Department of Marine Technology, Norwegian University of Science and Technology (NTNU), Trondheim, Norway.
GEOMAR Helmholtz Centre for Ocean Research Kiel, Kiel, Germany.
Sci Rep. 2018 Aug 27;8(1):12860. doi: 10.1038/s41598-018-31261-4.

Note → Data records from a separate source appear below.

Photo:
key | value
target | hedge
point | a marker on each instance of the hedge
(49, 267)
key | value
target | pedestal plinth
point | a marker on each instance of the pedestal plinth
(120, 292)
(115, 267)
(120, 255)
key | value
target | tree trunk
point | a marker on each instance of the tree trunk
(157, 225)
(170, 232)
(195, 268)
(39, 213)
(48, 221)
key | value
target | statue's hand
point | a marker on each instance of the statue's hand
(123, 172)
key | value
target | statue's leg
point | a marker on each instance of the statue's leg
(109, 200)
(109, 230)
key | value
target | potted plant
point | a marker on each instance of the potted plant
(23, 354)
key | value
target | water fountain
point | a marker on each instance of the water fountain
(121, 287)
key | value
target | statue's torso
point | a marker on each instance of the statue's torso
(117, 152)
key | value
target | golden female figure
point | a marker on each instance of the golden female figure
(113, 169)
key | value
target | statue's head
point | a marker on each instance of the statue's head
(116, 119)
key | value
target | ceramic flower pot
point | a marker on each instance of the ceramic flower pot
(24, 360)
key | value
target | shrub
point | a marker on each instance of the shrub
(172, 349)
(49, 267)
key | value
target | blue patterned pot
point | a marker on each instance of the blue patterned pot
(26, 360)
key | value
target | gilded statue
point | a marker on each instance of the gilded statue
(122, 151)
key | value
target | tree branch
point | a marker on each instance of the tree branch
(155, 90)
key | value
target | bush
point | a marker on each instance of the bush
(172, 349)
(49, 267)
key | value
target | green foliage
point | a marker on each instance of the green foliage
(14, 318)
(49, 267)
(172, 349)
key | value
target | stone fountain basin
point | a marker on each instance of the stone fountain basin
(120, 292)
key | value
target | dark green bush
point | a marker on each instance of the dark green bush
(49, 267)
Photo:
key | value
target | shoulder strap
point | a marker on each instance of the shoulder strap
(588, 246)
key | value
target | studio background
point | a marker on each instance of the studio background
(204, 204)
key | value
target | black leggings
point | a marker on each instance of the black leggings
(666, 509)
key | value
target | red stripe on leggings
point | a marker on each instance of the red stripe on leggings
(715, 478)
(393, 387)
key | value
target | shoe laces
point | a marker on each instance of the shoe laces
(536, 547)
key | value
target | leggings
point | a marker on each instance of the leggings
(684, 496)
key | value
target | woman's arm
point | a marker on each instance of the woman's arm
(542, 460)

Identification of benthic megafauna is commonly based on analysis of physical samples or imagery acquired by cameras mounted on underwater platforms. Physical collection of samples is difficult, particularly from the deep sea, and identification of taxonomic morphotypes from imagery depends on resolution and investigator experience. Here, we show how an Underwater Hyperspectral Imager (UHI) can be used as an alternative in situ taxonomic tool for benthic megafauna. A UHI provides a much higher spectral resolution than standard RGB imagery, allowing marine organisms to be identified based on specific optical fingerprints. A set of reference spectra from identified organisms is established and supervised classification performed to identify benthic megafauna semi-autonomously. The UHI data provide an increased detection rate for small megafauna difficult to resolve in standard RGB imagery. In addition, seafloor anomalies with distinct spectral signatures are also detectable. In the region investigated, sediment anomalies (spectral reflectance minimum at ~675 nm) unclear in RGB imagery were indicative of chlorophyll a on the seafloor. Underwater hyperspectral imaging therefore has a great potential in seafloor habitat mapping and monitoring, with areas of application ranging from shallow coastal areas to the deep sea.
底栖大型动物的识别通常基于安装在水下平台上的摄像机获取的物理样本或图像进行分析。采集样本非常困难,特别是在深海中,而从图像中识别分类形态型则取决于分辨率和调查员的经验。在这里,我们展示了水下高光谱成像仪(UHI)如何可用作底栖大型动物的替代原位分类工具。UHI 提供的光谱分辨率远高于标准 RGB 图像,允许根据特定的光学指纹识别海洋生物。建立了一组来自已识别生物的参考光谱,并执行监督分类以半自动识别底栖大型动物。UHI 数据提高了在标准 RGB 图像中难以分辨的小型大型动物的检测率。此外,还可以检测到具有独特光谱特征的海底异常。在所研究的区域中,RGB 图像中不清晰的沉积物异常(约 675nm 的光谱反射率最小值)表明海底有叶绿素 a。因此,水下高光谱成像在海底栖息地制图和监测方面具有很大的潜力,应用领域从浅海区域到深海。